The following image illustrates examples of collections.

The following image illustrates the Magnify default collection defined in the collections.xml file.

Default Collection Defined in Collections.xml file

A group can have only one wildcard member and one or more named members. One member must be named. A member can either be an implicit collection, a wildcard reference, or an index. If a named member does not exist, a warning message is logged in the application server log file.

The collections_century.xml file is provided with the Magnify installation and is used by the Century Electronics sample search application. It defines the indexes and style sheet for the sample Century Electronics search application. For more information on the Century Electronics sample search application, see Magnify Demo Search Application.

Top of page

Procedure: How to Define Collection Groups

Open the collections.xml file located in the config/magnify directory.
Locate the <collections> tag.
Define collections using the <group> tag. The following example shows the definition of the joined collections oneandtwo and onetwoandthree.
When editing the collections file, you should check the syntax by opening the file in Internet Explorer before restarting the application server. You should also check the application server log for messages about syntax errors.
```
<collections>
   <group name="oneandtwo" id="oneandtwo">
      <component id="one" member="one"/>
      <component id="two" member="two"/>
   </group>
   <group name="onetwoandthree" id="onetwoandthree">
      <component id="onetwo" member="oneandtwo"/>
      <component id="three" member="three"/>
   </group>
</collections>
```
You can also define a wildcard collection that dynamically includes all indexes defined in the index folder. The following example includes all existing indexes that begin with the word plant (plant, plant1, plant2, plant3) in the centuryplants collection.
```
<collections>
   <group name="centuryplants" id="centuryplants">
      <component id="plant.*" member="plant.*"/>
   </group>
</collections>
```
Using the wildcard syntax also enables you to account for Magnify indexes that are partitioned dynamically and labeled automatically.
Note: The group name must be different from the member value.

Top of page

Reference: Indexes

Indexes are used to also define explicit index libraries by referencing their physical locations.

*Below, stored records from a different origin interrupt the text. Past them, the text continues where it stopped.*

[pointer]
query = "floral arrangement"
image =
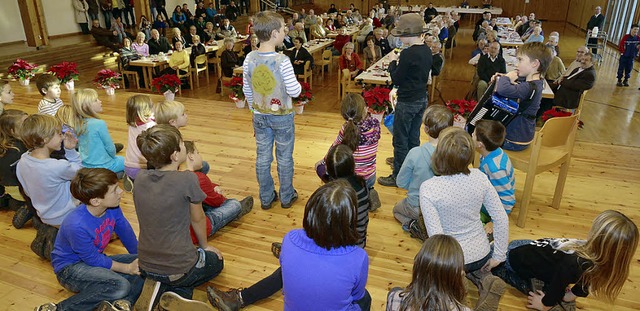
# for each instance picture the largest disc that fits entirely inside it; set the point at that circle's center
(65, 71)
(461, 107)
(22, 69)
(167, 82)
(377, 99)
(555, 112)
(107, 78)
(305, 95)
(236, 88)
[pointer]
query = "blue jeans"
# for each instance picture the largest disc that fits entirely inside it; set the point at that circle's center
(222, 215)
(94, 284)
(270, 129)
(198, 275)
(406, 129)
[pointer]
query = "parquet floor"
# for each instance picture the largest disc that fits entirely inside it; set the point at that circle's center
(604, 174)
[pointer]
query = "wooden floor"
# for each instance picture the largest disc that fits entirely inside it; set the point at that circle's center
(604, 174)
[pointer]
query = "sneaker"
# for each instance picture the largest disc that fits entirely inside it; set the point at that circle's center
(490, 292)
(268, 206)
(374, 200)
(49, 306)
(127, 184)
(388, 181)
(293, 200)
(22, 216)
(224, 301)
(416, 231)
(245, 206)
(170, 301)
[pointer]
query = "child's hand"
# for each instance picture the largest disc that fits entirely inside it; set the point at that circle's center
(70, 142)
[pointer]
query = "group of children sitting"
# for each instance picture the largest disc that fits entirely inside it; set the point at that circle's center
(445, 205)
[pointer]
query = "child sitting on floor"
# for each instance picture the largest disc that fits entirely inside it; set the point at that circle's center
(49, 87)
(219, 210)
(78, 259)
(45, 180)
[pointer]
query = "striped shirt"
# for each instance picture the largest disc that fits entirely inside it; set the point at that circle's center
(50, 108)
(269, 83)
(497, 166)
(365, 154)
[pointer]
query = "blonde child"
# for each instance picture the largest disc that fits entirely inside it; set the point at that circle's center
(45, 180)
(599, 265)
(94, 142)
(437, 282)
(6, 95)
(49, 87)
(139, 118)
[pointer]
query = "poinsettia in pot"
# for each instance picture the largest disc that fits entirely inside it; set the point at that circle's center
(378, 101)
(23, 70)
(304, 98)
(461, 109)
(237, 94)
(167, 84)
(108, 79)
(67, 73)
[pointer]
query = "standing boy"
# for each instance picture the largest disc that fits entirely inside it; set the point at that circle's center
(78, 259)
(167, 202)
(628, 52)
(409, 72)
(269, 83)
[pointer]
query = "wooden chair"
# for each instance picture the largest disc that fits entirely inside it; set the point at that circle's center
(348, 85)
(552, 146)
(307, 76)
(201, 64)
(131, 75)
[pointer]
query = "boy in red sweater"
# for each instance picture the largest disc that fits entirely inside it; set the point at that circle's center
(219, 210)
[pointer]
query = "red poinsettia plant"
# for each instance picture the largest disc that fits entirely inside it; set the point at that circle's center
(22, 69)
(555, 112)
(65, 71)
(107, 78)
(236, 88)
(167, 82)
(377, 99)
(305, 96)
(461, 107)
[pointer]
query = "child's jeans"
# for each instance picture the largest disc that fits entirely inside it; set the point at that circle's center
(95, 284)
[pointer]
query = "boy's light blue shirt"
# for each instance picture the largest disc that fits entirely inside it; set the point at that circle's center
(497, 166)
(415, 170)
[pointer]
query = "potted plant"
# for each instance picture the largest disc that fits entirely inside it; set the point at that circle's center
(461, 109)
(378, 101)
(23, 70)
(304, 98)
(67, 73)
(108, 80)
(167, 84)
(237, 95)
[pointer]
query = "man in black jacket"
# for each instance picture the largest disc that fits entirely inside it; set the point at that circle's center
(488, 65)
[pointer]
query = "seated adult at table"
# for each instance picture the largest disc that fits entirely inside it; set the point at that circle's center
(229, 59)
(372, 53)
(227, 30)
(317, 30)
(366, 29)
(488, 65)
(177, 37)
(299, 55)
(104, 37)
(157, 43)
(197, 48)
(139, 46)
(381, 41)
(350, 60)
(298, 31)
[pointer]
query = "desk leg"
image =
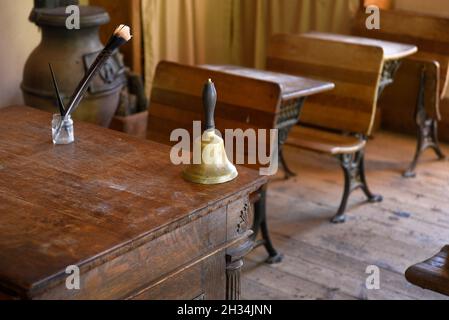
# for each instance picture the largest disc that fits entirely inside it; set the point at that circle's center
(234, 264)
(260, 223)
(427, 131)
(288, 118)
(353, 166)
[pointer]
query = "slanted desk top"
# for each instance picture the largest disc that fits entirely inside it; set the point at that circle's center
(86, 203)
(292, 87)
(392, 50)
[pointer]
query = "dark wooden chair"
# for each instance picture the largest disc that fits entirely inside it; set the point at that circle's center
(421, 82)
(432, 274)
(243, 103)
(337, 122)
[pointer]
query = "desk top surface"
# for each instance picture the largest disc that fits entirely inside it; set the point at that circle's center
(292, 87)
(392, 50)
(75, 204)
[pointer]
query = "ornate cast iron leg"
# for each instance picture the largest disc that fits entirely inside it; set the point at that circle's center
(288, 173)
(353, 166)
(234, 264)
(388, 72)
(288, 118)
(260, 223)
(427, 131)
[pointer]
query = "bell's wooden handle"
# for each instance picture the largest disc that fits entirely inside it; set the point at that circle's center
(209, 103)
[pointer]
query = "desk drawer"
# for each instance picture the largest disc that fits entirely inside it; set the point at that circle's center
(205, 280)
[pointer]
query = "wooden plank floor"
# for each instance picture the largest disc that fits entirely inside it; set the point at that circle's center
(326, 261)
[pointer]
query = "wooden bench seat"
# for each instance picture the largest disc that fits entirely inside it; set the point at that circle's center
(348, 111)
(324, 142)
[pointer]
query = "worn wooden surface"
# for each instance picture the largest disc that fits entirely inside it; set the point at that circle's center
(392, 50)
(292, 87)
(430, 34)
(324, 142)
(432, 274)
(247, 99)
(111, 204)
(355, 70)
(325, 261)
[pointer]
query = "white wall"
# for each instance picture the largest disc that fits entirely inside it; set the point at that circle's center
(19, 38)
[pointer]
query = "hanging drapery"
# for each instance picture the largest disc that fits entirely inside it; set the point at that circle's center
(231, 31)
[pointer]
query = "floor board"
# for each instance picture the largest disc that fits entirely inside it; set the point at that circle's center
(325, 261)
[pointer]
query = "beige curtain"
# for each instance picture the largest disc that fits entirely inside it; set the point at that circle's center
(231, 31)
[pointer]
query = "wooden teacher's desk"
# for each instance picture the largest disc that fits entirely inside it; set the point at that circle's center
(116, 208)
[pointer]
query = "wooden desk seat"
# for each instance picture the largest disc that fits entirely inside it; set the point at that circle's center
(324, 142)
(342, 119)
(118, 209)
(243, 102)
(432, 274)
(426, 72)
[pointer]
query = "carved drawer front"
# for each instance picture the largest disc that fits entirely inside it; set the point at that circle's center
(203, 281)
(239, 218)
(143, 266)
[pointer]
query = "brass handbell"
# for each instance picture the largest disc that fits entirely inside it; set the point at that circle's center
(213, 165)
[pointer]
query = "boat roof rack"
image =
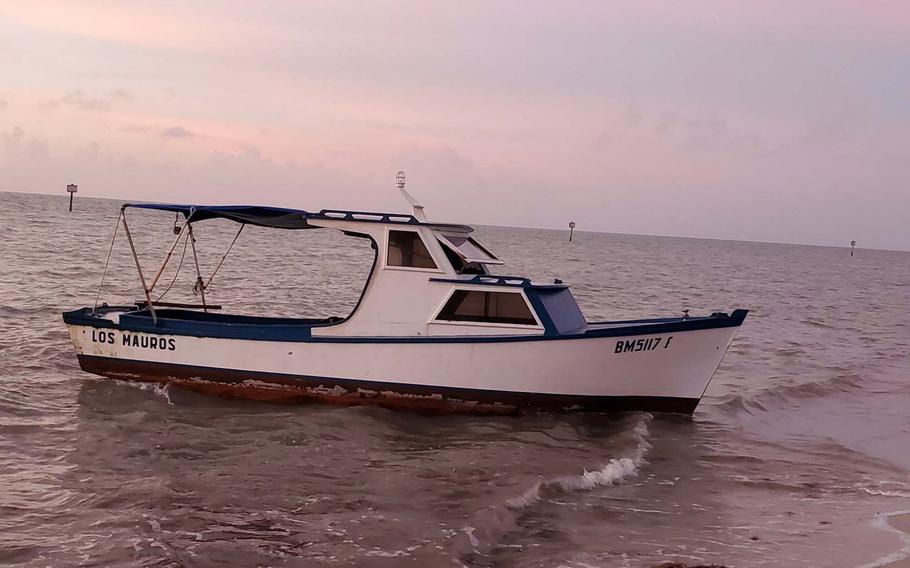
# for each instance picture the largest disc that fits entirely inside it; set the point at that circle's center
(495, 280)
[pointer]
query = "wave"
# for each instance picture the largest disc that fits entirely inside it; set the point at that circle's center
(787, 394)
(489, 526)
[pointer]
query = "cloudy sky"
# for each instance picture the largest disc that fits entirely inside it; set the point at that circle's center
(767, 120)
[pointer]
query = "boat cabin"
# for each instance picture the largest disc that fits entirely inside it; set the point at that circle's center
(427, 279)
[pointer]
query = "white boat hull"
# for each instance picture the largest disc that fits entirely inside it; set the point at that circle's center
(660, 367)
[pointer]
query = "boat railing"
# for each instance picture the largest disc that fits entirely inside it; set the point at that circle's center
(497, 280)
(367, 216)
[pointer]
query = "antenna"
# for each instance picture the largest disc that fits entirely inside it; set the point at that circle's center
(416, 207)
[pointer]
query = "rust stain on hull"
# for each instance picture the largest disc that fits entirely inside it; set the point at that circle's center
(282, 393)
(284, 388)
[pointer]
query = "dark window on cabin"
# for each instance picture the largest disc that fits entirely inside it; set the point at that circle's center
(460, 266)
(406, 248)
(488, 307)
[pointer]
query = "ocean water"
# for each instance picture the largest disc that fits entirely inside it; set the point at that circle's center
(799, 448)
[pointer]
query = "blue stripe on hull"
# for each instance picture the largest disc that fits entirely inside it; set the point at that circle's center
(278, 387)
(243, 328)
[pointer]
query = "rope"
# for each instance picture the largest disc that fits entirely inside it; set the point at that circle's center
(182, 256)
(107, 262)
(224, 256)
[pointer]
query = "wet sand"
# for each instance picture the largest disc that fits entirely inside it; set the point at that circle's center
(900, 522)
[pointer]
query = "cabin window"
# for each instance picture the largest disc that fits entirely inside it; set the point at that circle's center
(406, 248)
(487, 307)
(468, 249)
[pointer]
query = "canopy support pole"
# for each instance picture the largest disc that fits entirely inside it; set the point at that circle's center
(106, 262)
(224, 256)
(167, 258)
(148, 295)
(199, 283)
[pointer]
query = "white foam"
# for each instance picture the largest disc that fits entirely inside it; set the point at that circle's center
(615, 471)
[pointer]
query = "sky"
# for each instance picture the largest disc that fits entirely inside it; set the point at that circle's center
(767, 120)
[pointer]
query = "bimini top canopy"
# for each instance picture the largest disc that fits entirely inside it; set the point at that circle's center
(281, 218)
(274, 217)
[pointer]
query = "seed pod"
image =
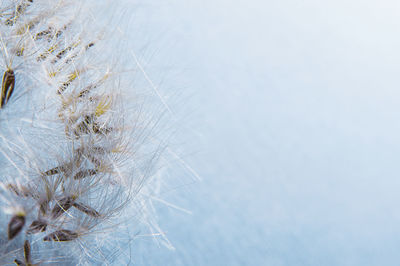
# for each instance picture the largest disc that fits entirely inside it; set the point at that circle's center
(62, 206)
(85, 173)
(7, 86)
(61, 235)
(86, 209)
(15, 225)
(37, 227)
(19, 263)
(53, 171)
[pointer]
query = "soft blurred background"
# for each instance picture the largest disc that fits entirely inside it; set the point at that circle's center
(290, 116)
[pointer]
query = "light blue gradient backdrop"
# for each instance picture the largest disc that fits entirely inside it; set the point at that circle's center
(295, 119)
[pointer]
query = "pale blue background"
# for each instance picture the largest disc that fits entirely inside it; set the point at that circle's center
(293, 116)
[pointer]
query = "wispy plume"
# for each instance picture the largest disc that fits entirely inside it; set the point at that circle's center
(78, 141)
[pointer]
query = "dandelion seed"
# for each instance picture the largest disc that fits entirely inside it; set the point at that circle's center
(19, 263)
(7, 86)
(62, 206)
(15, 225)
(61, 236)
(86, 209)
(37, 227)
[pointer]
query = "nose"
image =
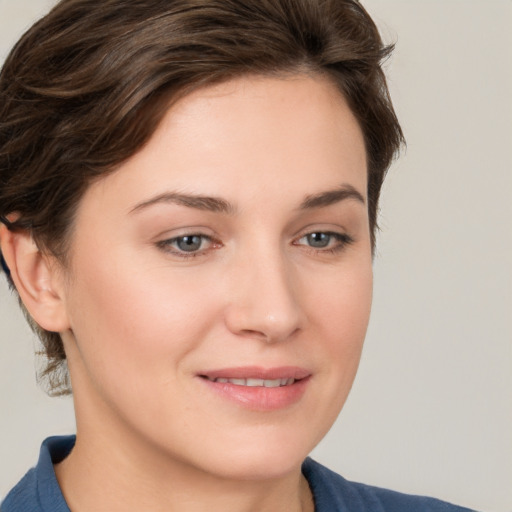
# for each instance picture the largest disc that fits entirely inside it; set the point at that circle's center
(264, 300)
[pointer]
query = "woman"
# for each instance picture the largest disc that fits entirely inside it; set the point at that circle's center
(188, 195)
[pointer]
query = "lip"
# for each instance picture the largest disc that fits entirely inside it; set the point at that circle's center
(258, 398)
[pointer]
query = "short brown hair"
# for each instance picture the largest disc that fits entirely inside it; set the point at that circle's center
(85, 88)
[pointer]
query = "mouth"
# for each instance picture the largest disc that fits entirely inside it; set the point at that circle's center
(253, 383)
(257, 388)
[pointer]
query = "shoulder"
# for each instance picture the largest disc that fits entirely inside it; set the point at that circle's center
(38, 490)
(23, 496)
(333, 492)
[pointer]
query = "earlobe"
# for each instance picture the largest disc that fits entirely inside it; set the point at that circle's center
(37, 279)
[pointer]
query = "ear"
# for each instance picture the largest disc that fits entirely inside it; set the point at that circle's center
(38, 279)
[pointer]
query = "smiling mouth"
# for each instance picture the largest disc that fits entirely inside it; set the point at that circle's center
(252, 383)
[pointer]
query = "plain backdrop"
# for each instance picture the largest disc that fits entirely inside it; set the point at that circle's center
(431, 409)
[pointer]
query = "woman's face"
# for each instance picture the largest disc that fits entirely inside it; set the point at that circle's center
(220, 281)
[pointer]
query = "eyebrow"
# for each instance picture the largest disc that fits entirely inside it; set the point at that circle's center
(199, 202)
(323, 199)
(219, 205)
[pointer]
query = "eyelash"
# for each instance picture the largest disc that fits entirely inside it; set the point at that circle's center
(342, 241)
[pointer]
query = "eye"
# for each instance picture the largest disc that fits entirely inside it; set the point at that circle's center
(325, 241)
(187, 245)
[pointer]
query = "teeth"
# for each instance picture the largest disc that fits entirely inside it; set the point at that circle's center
(267, 383)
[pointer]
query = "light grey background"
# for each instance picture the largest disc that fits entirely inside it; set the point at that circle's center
(431, 408)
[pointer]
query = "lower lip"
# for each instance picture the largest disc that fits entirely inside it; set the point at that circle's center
(259, 398)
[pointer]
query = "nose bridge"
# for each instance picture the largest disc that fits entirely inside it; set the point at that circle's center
(265, 295)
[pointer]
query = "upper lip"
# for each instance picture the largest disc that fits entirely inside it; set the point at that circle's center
(257, 372)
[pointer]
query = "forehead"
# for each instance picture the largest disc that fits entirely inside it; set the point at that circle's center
(248, 135)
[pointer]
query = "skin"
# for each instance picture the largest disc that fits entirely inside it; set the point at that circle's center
(141, 322)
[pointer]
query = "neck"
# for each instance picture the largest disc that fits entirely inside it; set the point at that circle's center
(100, 475)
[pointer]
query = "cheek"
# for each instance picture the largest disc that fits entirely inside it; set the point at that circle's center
(133, 323)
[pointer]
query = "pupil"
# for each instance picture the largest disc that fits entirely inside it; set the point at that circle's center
(319, 239)
(189, 243)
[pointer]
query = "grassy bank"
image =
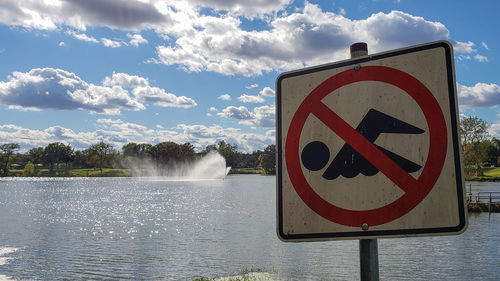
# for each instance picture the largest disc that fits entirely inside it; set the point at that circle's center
(90, 172)
(245, 171)
(479, 207)
(489, 174)
(106, 172)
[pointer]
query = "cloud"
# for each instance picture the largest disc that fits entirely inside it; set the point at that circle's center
(479, 95)
(480, 58)
(49, 88)
(110, 43)
(121, 14)
(252, 86)
(307, 37)
(82, 36)
(240, 113)
(226, 97)
(267, 92)
(248, 98)
(264, 116)
(119, 133)
(250, 9)
(209, 35)
(146, 93)
(136, 39)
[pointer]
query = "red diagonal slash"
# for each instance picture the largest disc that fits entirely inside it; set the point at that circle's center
(367, 149)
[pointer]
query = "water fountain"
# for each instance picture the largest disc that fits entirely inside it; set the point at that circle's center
(210, 166)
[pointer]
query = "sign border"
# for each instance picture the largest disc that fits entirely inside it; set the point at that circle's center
(455, 145)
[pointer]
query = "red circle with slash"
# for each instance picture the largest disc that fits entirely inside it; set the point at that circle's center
(415, 190)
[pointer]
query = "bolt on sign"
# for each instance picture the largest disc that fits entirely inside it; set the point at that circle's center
(369, 147)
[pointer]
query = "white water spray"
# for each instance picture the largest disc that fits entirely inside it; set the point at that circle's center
(210, 166)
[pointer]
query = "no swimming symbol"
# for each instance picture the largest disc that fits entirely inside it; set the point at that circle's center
(348, 162)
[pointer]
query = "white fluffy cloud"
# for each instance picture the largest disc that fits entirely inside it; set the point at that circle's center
(136, 39)
(119, 133)
(146, 93)
(264, 116)
(49, 88)
(250, 99)
(308, 37)
(110, 43)
(226, 97)
(208, 35)
(267, 92)
(479, 95)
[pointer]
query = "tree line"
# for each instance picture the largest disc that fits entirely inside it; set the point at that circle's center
(479, 150)
(59, 156)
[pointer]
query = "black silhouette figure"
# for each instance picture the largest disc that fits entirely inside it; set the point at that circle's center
(348, 162)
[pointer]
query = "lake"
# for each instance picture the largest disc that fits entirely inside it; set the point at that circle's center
(159, 229)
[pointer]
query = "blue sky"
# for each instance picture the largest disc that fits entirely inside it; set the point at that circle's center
(202, 71)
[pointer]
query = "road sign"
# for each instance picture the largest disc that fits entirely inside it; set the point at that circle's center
(369, 147)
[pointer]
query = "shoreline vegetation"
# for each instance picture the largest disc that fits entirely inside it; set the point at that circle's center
(107, 172)
(134, 159)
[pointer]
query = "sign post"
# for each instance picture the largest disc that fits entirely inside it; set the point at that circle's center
(369, 148)
(368, 248)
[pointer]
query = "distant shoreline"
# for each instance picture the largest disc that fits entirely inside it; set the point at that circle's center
(107, 172)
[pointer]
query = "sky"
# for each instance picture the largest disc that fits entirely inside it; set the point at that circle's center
(147, 71)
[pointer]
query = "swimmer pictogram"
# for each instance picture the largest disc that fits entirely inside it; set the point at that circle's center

Absolute and relative paths can be used. Network drives can be added through network path configurations. There is no limit to the number of indexes that can be defined, but at the minimum, one is required. This can then be referenced from collections or the style sheet.

Top of page

Procedure: How to Define Explicit Indexes

Open the collections.xml file (found in the config/magnify directory).
Locate the <indexes> tag.
Define the directories that contain your indexes. For each index, add an <index> tag that defines the index name and the directory where it is stored. The following example shows the definitions for four indexes: default_collection, one, two, and three.
```
<indexes>
  <index name="default_collection" directory="."/>
  <index name="one" directory="c:/one"/>
  <index name="two" directory="d:/two"/>
  <index name="three" directory="e:/three"/>
  <index name="four" directory="level1\level2" />
</indexes>
```
Note:
- There is no limit to the number of index tags you can add and indexes can reside in different locations on different disk drives.
- Network drives can be added through network path configurations.
- You can specify references relative to the Magnify Lucene index directory.